Thursday July 19, 2007 Recently I was investigating a very interesting CPU Caps test failure. One of the tests was failing when it was running early during zone boot. It turned out to be a very interesting bug, indeed. For once, it was a great exercise in using DTrace for solving complicated problem and it also exposed a generic weakness of Solaris scheduler. The bug is 6577453 Java CPU hogs can escape CPU Caps enforcement by sleeping a lot.
In a nutshell, a program may behave in such a way that it is never seen on CPU by clock() thread while it uses a noticeable chunk of CPU resources. CPU Caps were accurate in charging its CPU time (see the description of CPU Caps accounting mechanism), the policing was done by clock(). As a result some threads enjoyed unlimited access to CPU resources while blocking everyone else. To test the fix I wrote a little nasty program that demonstrates the problem.
#include <stdio.h>
#include <stdlib.h>
#include <unistd.h>
#include <poll.h>
#include <sys/time.h>
#define NSEC_IN_MSEC (NANOSEC / MILLISEC)
#define DELTA (9 * NSEC_IN_MSEC)
int f(int x)
{
return (x+1);
}
int main(int argc, char *argv[])
{
for (;;) {
int i;
int y = 0;
hrtime_t t1, t2;
int rc = poll(NULL, 0, 1);
t1 = gethrtime();
t2 = t1 + DELTA;
while (gethrtime() < t2) {
y += f(i);
}
}
}
The program consumes 50% of a CPU and is never seen by a clock() thread. It starts after the clock tick and goes to sleep right before the next one. Running it demonstrates the general problem with Solaris scheduling class implementation - while all the micro-state accounting information is available it is not actually used by the scheduler. This program always runs at priority 59, defeating priority mechanisms of the time-sharing class.

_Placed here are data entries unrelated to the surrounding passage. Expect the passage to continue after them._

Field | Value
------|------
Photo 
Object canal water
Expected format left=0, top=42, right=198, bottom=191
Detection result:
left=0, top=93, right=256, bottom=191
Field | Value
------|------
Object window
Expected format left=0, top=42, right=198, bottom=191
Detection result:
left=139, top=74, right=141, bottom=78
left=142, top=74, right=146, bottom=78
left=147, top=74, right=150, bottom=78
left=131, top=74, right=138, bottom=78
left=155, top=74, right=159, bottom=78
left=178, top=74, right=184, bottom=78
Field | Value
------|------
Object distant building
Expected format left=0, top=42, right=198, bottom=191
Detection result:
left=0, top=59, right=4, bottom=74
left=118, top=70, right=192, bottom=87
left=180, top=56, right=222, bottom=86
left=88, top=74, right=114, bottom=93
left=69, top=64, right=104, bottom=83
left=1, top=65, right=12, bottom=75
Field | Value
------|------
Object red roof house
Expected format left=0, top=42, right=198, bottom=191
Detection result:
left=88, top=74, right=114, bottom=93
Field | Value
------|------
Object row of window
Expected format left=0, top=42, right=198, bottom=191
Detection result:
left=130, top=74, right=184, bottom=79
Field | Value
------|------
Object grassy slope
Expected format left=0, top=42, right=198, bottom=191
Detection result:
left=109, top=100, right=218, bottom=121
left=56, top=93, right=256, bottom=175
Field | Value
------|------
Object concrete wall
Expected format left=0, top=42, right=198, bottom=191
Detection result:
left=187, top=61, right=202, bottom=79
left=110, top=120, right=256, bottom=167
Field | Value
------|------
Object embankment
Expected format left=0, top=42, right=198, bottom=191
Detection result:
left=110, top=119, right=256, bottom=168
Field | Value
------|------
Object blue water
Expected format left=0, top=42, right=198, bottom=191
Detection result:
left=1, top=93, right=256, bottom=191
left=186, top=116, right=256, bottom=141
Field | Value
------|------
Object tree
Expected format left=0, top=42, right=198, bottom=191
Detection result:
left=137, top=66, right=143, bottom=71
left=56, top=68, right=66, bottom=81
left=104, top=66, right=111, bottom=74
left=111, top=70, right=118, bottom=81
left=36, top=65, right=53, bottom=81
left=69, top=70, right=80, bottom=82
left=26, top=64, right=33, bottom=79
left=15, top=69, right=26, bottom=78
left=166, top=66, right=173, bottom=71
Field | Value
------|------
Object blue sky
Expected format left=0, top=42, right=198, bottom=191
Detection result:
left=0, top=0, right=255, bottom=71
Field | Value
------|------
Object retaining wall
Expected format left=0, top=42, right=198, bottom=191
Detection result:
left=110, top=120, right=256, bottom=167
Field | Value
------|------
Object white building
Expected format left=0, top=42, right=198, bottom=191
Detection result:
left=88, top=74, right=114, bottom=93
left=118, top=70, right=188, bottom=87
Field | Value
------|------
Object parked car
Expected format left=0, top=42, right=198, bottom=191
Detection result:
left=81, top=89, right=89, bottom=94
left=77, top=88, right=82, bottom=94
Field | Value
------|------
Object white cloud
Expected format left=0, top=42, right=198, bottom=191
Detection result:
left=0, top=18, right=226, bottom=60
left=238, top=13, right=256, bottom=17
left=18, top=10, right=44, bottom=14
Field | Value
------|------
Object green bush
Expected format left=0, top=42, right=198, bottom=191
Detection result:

Side note - I was unable to write the same program in Perl. It turned out that IO::Poll module converts the poll(2) timeout value to seconds by always multiplying it to 1000.As many of you know, once you are involved in something, related factors start flying your way. Indeed, a few days after I investigated this problem, slashdot advertised the paper by Dan Tsafrir, Yoav Etsion and Dror Feitelson, describing the very same issue!
Seems like now is the time to fix this old standing problem in Solaris. I opened bug 6582502 Threads may hide behind the clock.
The CPU Caps project is now integrated in OpenSolaris and now I am working on back-porting it to S10 update. I think this is a good time to put some notes regarding its implementation details. The Implementation guide gives a good high-level overview, so here I'd like to concentrate on the bottom-up view.
Before we can penalize CPU usage of some threads we need to know how much CPU is consumed by every project. There are two main approaches available - sampling and monitoring. The difference can be illustrated using the freeway speed control example. Imagine that local police decided to crack down on the freeway speeders (in fact, this is exactly what happened in San Jose). The common method is to hide police vehicle in the bushes and wait until some unlucky schmuck races by. The chances of getting every speeder are not very high but over some period of time the method works because enough speeders would be eventually caught. Some lucky ones, though, would miss a chance meeting with a friendly policeman.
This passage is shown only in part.